At 10 years of follow-up, there was no significant difference in overall survival (OS) or progression-free survival (PFS) whether patients received ABVD, BEACOPP, or CEC.
However, patients who received ABVD were significantly less likely than those who received BEACOPP or CEC to develop second malignancies.
Francesco Merli, MD, of Istituto di Ricovero e Cura a Carattere Scientifico (IRCCS) in Italy, and his colleagues reported these results in the Journal of Clinical Oncology.
The trial enrolled 307 patients with advanced-stage HL. Patients were randomized to receive 1 of 3 treatment regimens:
- Six cycles of ABVD (doxorubicin, bleomycin, vinblastine, and dacarbazine)
- Four escalated plus 2 standard cycles of BEACOPP (bleomycin, etoposide, doxorubicin, cyclophosphamide, vincristine, procarbazine, and prednisone)
- Six cycles of CEC (cyclophosphamide, lomustine, vindesine, melphalan, prednisone, epidoxorubicin, vincristine, procarbazine, vinblastine, and bleomycin).
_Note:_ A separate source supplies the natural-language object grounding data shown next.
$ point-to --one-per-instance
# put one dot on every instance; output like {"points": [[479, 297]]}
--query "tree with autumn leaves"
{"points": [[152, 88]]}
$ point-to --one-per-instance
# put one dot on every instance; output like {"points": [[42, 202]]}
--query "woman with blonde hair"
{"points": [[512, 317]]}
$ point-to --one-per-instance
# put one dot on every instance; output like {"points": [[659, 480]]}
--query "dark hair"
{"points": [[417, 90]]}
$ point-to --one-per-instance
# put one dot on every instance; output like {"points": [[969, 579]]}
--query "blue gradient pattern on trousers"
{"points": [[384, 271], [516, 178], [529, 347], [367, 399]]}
Some patients also received radiotherapy, but there was no significant difference in the proportion of patients receiving radiotherapy across the treatment arms—46% in the ABVD arm, 44% in the BEACOPP arm, and 43% in the CEC arm (P=0.871).
Results
At the end of all therapy, the complete response rate was 84% with ABVD, 91% with BEACOPP, and 83% with CEC.
There were 84 patients who did not achieve a complete response, and salvage data were available for 73 of these patients. Three patients (4%) died before salvage therapy could begin, 26 (36%) received conventional chemotherapy, 40 (55%) received a hematopoietic stem cell transplant, and 4 (5%) received radiotherapy.
The median follow-up was 120 months (range, 4 to 169 months), and 295 patients were evaluable.
In a previous analysis, at a median follow-up of 42 months, patients who received BEACOPP had superior PFS compared to patients who received ABVD.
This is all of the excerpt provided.